Kegalle Plantations said its rubber production fell 12 percent to 3,534 metric tons in 2014 from the year before and that it accounts for about four percent of the island’s production.
The company’s chairman Sena Yaddehige said this year is expected to be a “challenging” year with forecasts that tea prices will further decline and rubber prices will continue to remain weak due to the “sluggish demand” in the world market.
“We are anticipating a surplus rubber stock with the reduced oil prices,” he has told shareholders in the company’s annual report.
Producers are under pressure owing to lower global demand for natural rubber accompanied by economic downturn and large stockpiles accumulated in major buying countries like China, Japan and Europe.

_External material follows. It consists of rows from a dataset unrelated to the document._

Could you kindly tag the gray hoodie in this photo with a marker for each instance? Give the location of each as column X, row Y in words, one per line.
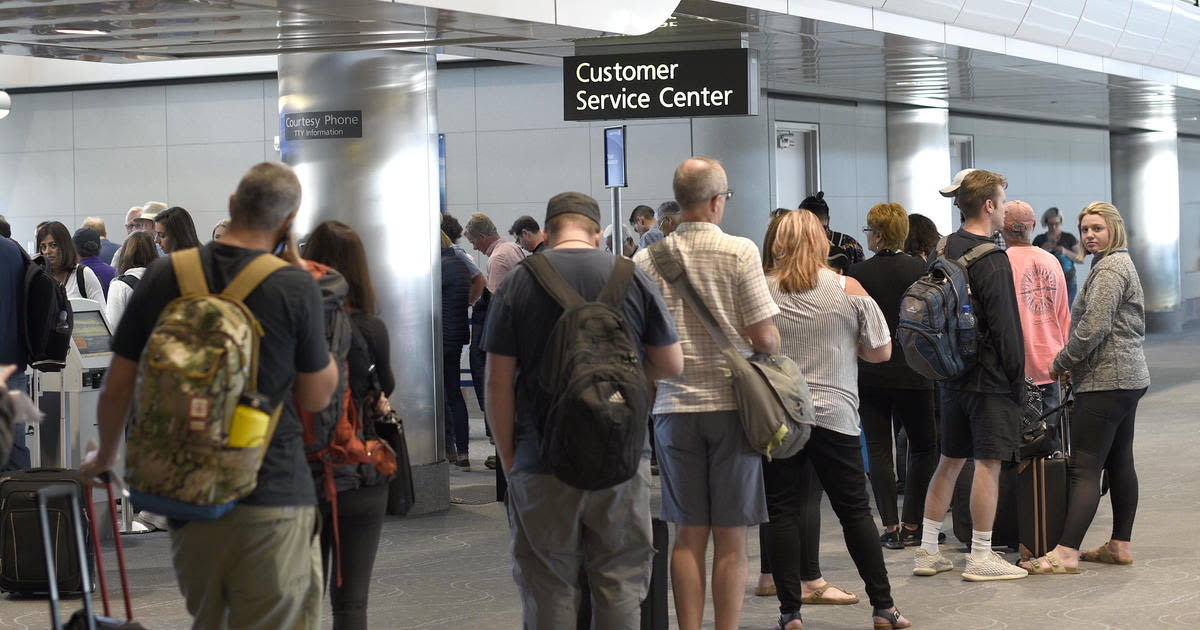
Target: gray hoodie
column 1108, row 325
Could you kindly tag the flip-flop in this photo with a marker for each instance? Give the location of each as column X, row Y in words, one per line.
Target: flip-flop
column 817, row 597
column 1056, row 567
column 1102, row 555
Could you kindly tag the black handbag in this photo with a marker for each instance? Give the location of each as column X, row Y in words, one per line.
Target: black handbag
column 401, row 495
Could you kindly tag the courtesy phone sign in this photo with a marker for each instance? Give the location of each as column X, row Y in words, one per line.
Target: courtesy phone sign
column 694, row 83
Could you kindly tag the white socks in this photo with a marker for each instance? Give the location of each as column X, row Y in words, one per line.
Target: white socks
column 981, row 544
column 930, row 529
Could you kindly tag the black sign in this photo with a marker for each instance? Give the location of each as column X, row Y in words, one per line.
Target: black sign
column 700, row 83
column 323, row 125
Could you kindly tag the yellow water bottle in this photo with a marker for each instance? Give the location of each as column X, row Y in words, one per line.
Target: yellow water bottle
column 250, row 420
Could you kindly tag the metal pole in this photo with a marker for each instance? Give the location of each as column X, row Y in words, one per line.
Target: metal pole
column 618, row 240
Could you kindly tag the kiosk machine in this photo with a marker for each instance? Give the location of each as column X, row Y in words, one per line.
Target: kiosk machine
column 70, row 397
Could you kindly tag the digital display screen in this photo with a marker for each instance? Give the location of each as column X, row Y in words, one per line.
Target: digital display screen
column 615, row 157
column 91, row 335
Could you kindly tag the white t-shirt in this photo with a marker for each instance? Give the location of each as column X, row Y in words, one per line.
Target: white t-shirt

Lower oil prices have also encouraged a shift to synthetic rubber use, Kegalle Plantations said.
“The declining trend in the global rubber market is expected to be continued to the next period due to large stockpiles accumulated in major buying countries although their expectations were to recover within 2015,” it said.
“Weakening crude oil prices prompted the demand for synthetic rubber placing further downward pressure on natural rubber prices.”